TRAFINZ calls for median barriers on ‘killer roads’

State Highway operator Transit is being urged by TRAFINZ (the Local Authority Traffic Institute of New Zealand) to install median barriers on State Highway One between Pukerua Bay and Paekakariki where four people died last week in a head-on crash after their car crossed the centre line.

And there are a lot of other dangerous stretches of highway around the country – such as sections of highway in the Bay of Plenty and the Waikato - where barriers should also be installed as soon as possible, says TRAFINZ President Andy Foster.

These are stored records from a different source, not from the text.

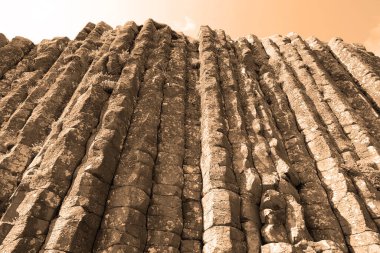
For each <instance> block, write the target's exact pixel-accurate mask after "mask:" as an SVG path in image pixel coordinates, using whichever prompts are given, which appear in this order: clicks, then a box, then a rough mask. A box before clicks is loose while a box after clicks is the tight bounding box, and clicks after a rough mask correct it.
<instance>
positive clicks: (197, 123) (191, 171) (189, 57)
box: [181, 41, 203, 253]
mask: <svg viewBox="0 0 380 253" xmlns="http://www.w3.org/2000/svg"><path fill="white" fill-rule="evenodd" d="M198 46H199V45H198V42H197V41H189V42H188V43H187V48H188V49H187V82H186V114H185V115H186V116H185V158H184V162H183V173H184V188H183V191H182V199H183V202H182V213H183V230H182V241H181V252H182V253H193V252H194V253H201V252H202V234H203V210H202V203H201V197H202V172H201V169H200V157H201V136H200V118H201V113H200V97H199V93H198V90H197V88H196V86H197V85H199V82H198V80H199V52H198Z"/></svg>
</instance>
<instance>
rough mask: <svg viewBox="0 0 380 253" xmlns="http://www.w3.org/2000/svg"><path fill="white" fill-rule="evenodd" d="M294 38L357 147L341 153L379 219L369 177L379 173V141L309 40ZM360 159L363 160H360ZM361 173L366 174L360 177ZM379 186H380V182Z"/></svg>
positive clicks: (334, 113) (379, 208)
mask: <svg viewBox="0 0 380 253" xmlns="http://www.w3.org/2000/svg"><path fill="white" fill-rule="evenodd" d="M290 38H291V40H292V44H293V45H294V47H295V48H296V49H297V51H298V52H299V54H300V56H301V57H302V61H303V62H304V63H305V64H307V66H308V68H309V69H310V73H311V74H312V76H313V78H314V80H315V83H316V85H317V86H318V89H319V92H320V94H321V95H322V97H323V100H325V101H327V103H328V105H329V107H330V108H331V110H332V111H333V112H334V114H335V115H336V117H337V119H338V120H339V123H340V124H341V126H342V129H343V130H344V132H345V134H346V135H347V136H348V137H349V139H350V141H351V142H352V144H353V146H354V147H355V149H354V150H343V151H342V150H340V151H339V152H340V153H341V155H342V157H343V159H344V161H345V163H346V166H347V168H348V174H349V175H351V178H352V179H353V181H354V184H355V186H356V188H357V190H358V192H359V194H360V196H361V197H362V199H363V200H364V202H365V203H366V206H367V209H368V210H369V213H370V214H371V217H372V218H373V219H374V220H375V221H378V220H379V218H380V202H379V201H380V199H378V200H376V191H375V189H374V188H373V186H372V185H371V184H370V182H369V180H367V179H366V178H371V177H373V175H376V174H378V169H379V165H380V156H379V151H380V146H379V141H378V140H376V138H374V137H373V136H372V135H371V133H370V132H369V131H368V129H367V127H366V125H365V123H364V121H363V119H362V118H361V117H360V115H358V114H357V113H356V112H355V111H354V110H353V109H352V108H351V106H350V104H349V103H348V101H347V100H346V98H345V96H344V95H343V94H342V93H341V92H340V91H339V90H338V88H337V87H336V85H335V82H333V81H332V79H331V78H330V76H329V74H328V73H327V71H326V70H325V68H324V67H323V66H322V65H321V64H320V63H319V62H318V59H317V58H316V57H315V56H314V55H313V54H312V53H311V51H310V49H309V48H308V46H307V45H306V43H305V42H304V41H303V40H302V39H301V38H300V37H299V36H298V35H295V34H293V35H291V36H290ZM374 130H376V129H374ZM359 158H360V161H358V160H359ZM357 164H359V166H358V165H357ZM370 166H373V167H374V168H371V167H370ZM358 174H361V175H362V176H358ZM363 184H364V185H363ZM377 186H378V187H380V185H377Z"/></svg>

“Most roading money is going into congestion relief – but we think more spending should go into saving lives. Barriers are a quick and effective way of achieving this.”

“We constantly see advertisements telling us that on most New Zealand roads, the only thing separating us from the car coming the other way is a strip of paint. A strip of paint isn’t enough here, or on many of our other roads. International best practice supports having median barriers to stop this kind of tragedy where a small error leads to a terrible outcome.

“TRAFINZ also supports Transit in reducing speed on this section of road. International best practice suggests that our standard roads, one lane in each direction, without a median barrier, are simply not adequate at 100 kph. Sure, most times we get safely to the end of our journey, but at that speed there is little time for correction if you, or another driver makes a mistake, and the penalty for mistakes can be tragically high. The reality is that most of our roads don’t come even close to international best practice as 100 kph roads.

“We know that lowering speed limits is not a popular move with everyone – but we’re not trying to win a popularity contest – we’re trying to save lives.

“Last year we killed 460 people on New Zealand roads, and hospitalised 8000. Our official national target is to cut that to 300 deaths and 4500 hospitalisations in 6 years’ time, and it is clear that even that will be difficult. They are all real people, with real families, and most of these tragedies are avoidable. It is essential that nobody treats these human statistics as inevitable, and that further initiatives are taken in engineering, enforcement and education. Reducing inappropriate speeds and installing safety barriers on inadequate roads are two important steps that should be taken.”

“Wire median barriers are a good, cost effective, safety mechanism, on existing roads where space is usually limited as is the case on SH1 where this tragedy occurred. They can be easily dismantled to allow emergency vehicle access, or to get other vehicles out of the way, and should be supported by more frequent passing lanes, the so called 2+1 roads.”